Structured knowledge, stable identifiers, open data
NEI is designed to be machine-readable from the ground up. Every indicator has a stable identifier, a structured data representation, and a predictable URL. Build on it with confidence.
The data model
The framework has four primary data types, each with a stable identifier and a machine-readable representation:
Concept files
The permanent definition of an indicator — its ID, canonical title, and domain. Never changes once assigned.
Version files
The versioned specification — assessment criteria, evidence requirements, supporting and dissenting citations.
Taxonomy nodes
Domain definitions with stable IDs, descriptions, and edges to parent/child domains.
Release manifests
A snapshot of the framework at a point in time — which indicators, at which versions, were released together.
Stable identifiers
NDI identifiers are generated by a deterministic algorithm: normalize the indicator's
canonical title → SHA-256 hash → base32 encode → lowercase → take first 6 characters → prefix NDI-.
The same title always generates the same ID. This means IDs can be verified independently
and are not dependent on a central registry.
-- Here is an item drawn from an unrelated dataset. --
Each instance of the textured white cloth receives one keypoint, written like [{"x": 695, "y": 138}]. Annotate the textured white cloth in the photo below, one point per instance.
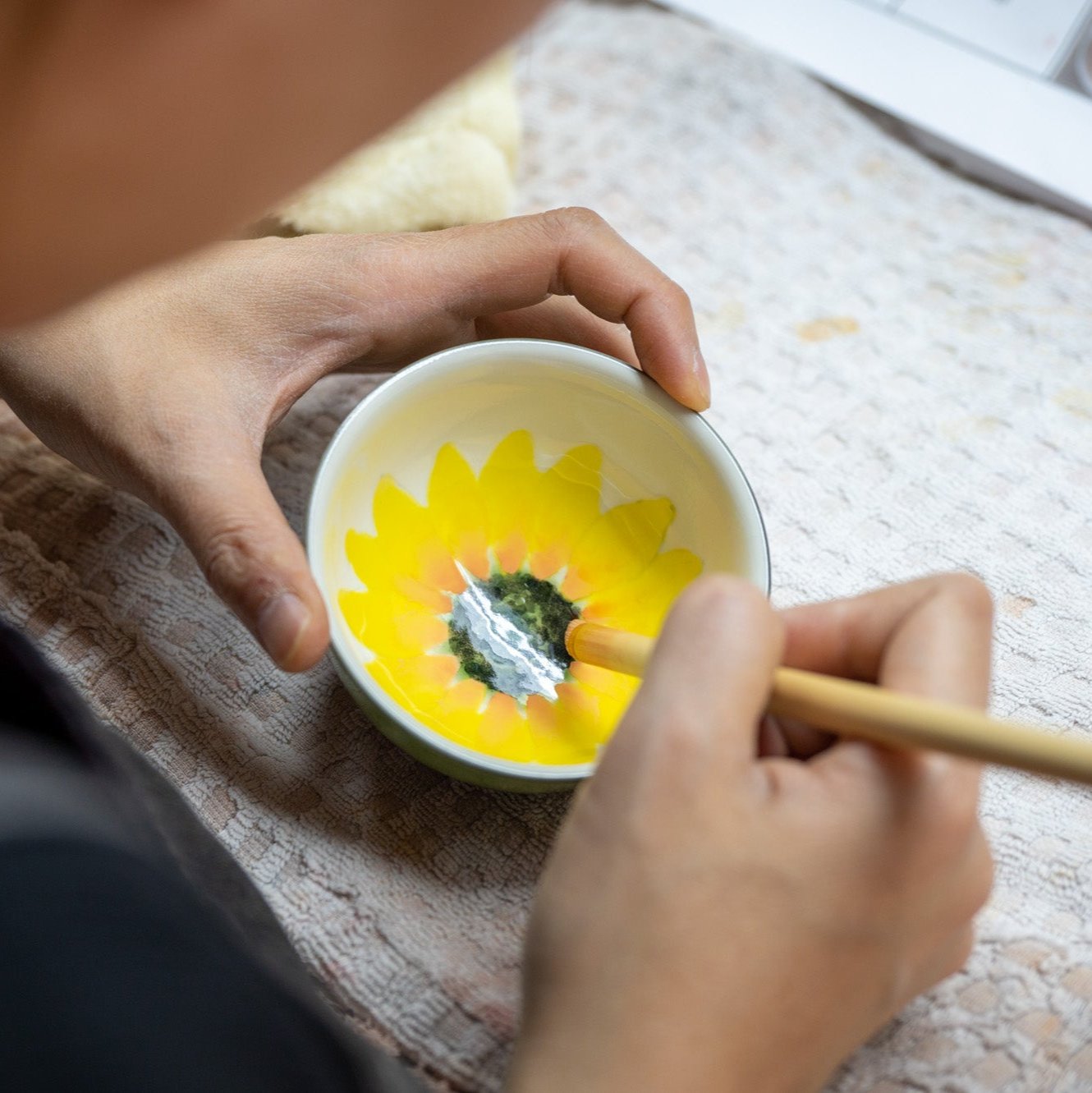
[{"x": 900, "y": 365}]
Once assigned, an NDI identifier is permanent. It is never reassigned, never reused,
and never retired in a way that makes the original reference invalid. This makes NDI
identifiers safe to use as foreign keys in databases, as citation targets in research,
and as stable references in software integrations. A reference to NDI-hgbbzn-v1
means exactly the same thing today as it will in ten years.
Machine-readable data
Structured data is available at stable URLs in JSON format:
| Endpoint | Description |
|---|---|
| /data/nei-latest.json | Full framework data for the current release — all indicators, taxonomy, and metadata |
| /data/nei-mini.json | Compact, LLM-optimised representation — indicator IDs, titles, and one-line descriptions |
| /data/indicators/{id}.json | Single indicator data — concept and latest version specification |
| /data/taxonomy/{id}.json | Single taxonomy node — domain metadata and edges |
AI and LLM integration
NEI indicators are designed as retrievable knowledge chunks. Each indicator has a
stable ID, a short title, a one-paragraph description, and structured assessment
criteria — a format that works well for retrieval-augmented generation and for
structured extraction tasks. The /data/nei-mini.json file is optimised for
inclusion in system prompts.
A structured output schema is available for mapping text — job descriptions, policy documents, employee reviews — to NEI indicators. AI systems can use this schema to tag content with relevant indicator IDs, enabling downstream analysis against the framework. The LLM usage guide has example prompts and integration patterns.
Standards as code
The framework is developed in a public Git repository. Source files are YAML and CSV. Every change is a commit with a documented rationale. The build process generates JSON data files and human-readable documentation from the same source. If you want to understand exactly how an indicator was defined or changed, the full history is in the repository.
Build on NEI
What you can build with stable identifiers, structured data, and an open license:
Analysis tools
Tag organisational content against indicators. Score organisations against the framework. Generate reports from structured evidence.
HR software integrations
Embed NEI indicators in job description tools, policy management systems, or performance review platforms.
AI assistants
Build assistants that can answer questions about workplace design using NEI indicators as a structured knowledge base.